I did see that thread but it seemed it was geared more for a Mac.

I've tested at least a dozen document management programs and so far I've not come across one that does what LR does but for documents instead of photos.

I'm still looking and hopefully someone will have a recommendation for a Windows based document management program.


----------



## johnbeardy (Aug 25, 2010)

Look at Expression Media - it's not limited to either Mac or PC (which in the long term is a pretty good idea).


----------



## invgrp2 (Aug 25, 2010)

Thanks for the info and I will check it out today.

P.S. I did read some of the highlights and it seems to be geared towards media and I was looking for something that could do other stuff (docs, xls, pdf, ect.,).


----------



## johnbeardy (Aug 25, 2010)

That's what I use it for in my writing projects which might have anything from raw files to InDesign and many others. It's mainly for photos, but can handle whatever file types the photographer wants to manage. I'd love Lightroom to be the same.

John


----------



## invgrp2 (Aug 25, 2010)

I agree, the way LR manages photos is exactly what I'd like to see a document management software do.

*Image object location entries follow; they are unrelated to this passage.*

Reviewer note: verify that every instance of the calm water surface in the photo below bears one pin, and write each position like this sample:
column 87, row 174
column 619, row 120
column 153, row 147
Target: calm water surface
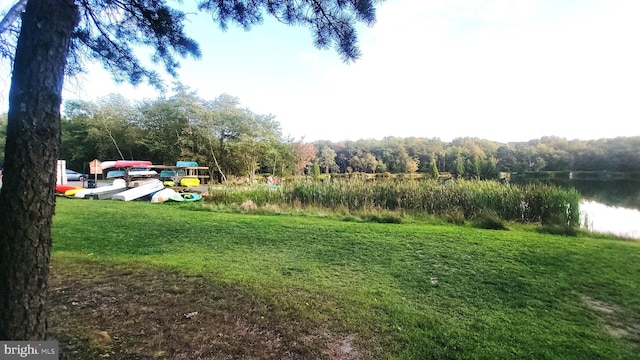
column 603, row 218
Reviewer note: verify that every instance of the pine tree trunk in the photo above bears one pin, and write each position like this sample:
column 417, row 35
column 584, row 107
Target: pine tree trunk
column 27, row 199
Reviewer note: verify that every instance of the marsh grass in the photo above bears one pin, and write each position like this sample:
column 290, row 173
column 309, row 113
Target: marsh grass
column 400, row 291
column 456, row 202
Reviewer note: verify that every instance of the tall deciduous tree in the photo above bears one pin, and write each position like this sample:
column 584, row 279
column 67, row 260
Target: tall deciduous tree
column 54, row 31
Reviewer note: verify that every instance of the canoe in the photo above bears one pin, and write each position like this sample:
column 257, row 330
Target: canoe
column 133, row 173
column 118, row 164
column 61, row 189
column 190, row 182
column 139, row 191
column 132, row 163
column 186, row 164
column 191, row 196
column 102, row 192
column 165, row 195
column 72, row 192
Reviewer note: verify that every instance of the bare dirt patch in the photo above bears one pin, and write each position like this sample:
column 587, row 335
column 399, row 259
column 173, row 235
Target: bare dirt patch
column 615, row 324
column 96, row 311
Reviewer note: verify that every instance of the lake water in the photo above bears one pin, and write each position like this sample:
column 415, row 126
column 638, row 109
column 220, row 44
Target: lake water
column 603, row 218
column 608, row 206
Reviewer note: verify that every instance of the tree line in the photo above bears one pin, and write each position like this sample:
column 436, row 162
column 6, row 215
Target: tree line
column 234, row 141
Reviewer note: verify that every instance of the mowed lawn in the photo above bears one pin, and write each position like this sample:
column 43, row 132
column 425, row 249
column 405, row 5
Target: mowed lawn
column 394, row 291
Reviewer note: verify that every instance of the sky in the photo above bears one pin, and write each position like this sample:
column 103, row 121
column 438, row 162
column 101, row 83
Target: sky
column 501, row 70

Maybe someone could create a addin (not really sure that's possible) that could add this feature.

I'm sure there would be lots of people who'd use it.


----------



## johnsjason (Aug 31, 2010)

Calibre works great for ebooks, OneNote does the same for notes. It'd be nice to have an open-source version of a multi-file format doc manager.

Might be a good idea for my senior thesis, when the time comes.


----------